Las Vegas Review-Journal (Sunday)
The Iran standoff shines the spotlight on the new Trump security adviser.
Was at president’s side during lead-up to strike
WASHINGTON — In a defining week for President Donald Trump on the world stage, national security adviser Robert O’Brien was a constant presence at the president’s side as the U.S. responded to events involving Iran.
The contrasts with O’Brien’s predecessor — in secret consultations at Trump’s Mar-a-Lago resort in Florida, in the Oval Office and in basement deliberations in the White House Situation Room — could not have been more stark.
While former national security adviser John Bolton spent decades as a conservative iconoclast in the public arena, O’Brien is far from a household name. While Bolton had strong opinions he shared loudly in the Oval Office, O’Brien has worked to establish an amiable relationship with Trump.
“Right out of central casting,” Trump says of O’Brien.

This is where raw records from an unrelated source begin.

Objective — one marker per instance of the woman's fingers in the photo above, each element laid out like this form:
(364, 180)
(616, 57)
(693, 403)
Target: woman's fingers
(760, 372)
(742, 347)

For all the differences between the two men, though, O’Brien ended up signing off on the same course of action that Bolton had long endorsed: a strike to take out Iranian Maj. Gen. Qassem Soleimani, head of Iran’s terrorist Quds Force.
The way that O’Brien steered the Trump White House through the process endeared himself to the president and widened his rapidly growing influence in the West Wing.
“He’s a deal guy, and the president’s a deal guy,” said Jared Kushner, a senior White House adviser. “A lot of people inside the foreign policy establishment are good at explaining why things are wrong but are petrified to put things in play and take calculated risks.”
More than a half-dozen current and former administration officials and Republicans close to the White House contributed to this account. Many spoke on condition of anonymity to discuss private conversations.
A sharp-dressing Republican lawyer who worked in the administrations of Presidents George W. Bush and Barack Obama, O’Brien was appointed by Trump in May 2018 to be the nation’s top hostage negotiator. He successfully worked for the release of several Americans, including pastor Andrew Brunson, who spent two years in a Turkish prison.
Colleagues say O’Brien is more deferential to the views from other agencies than Bolton was. He has a plaque on his desk that says, “There is no limit to what a man can do or where he can go if he doesn’t mind who gets the credit.” It’s a replica of the one President Ronald Reagan kept on his desk in the Oval Office.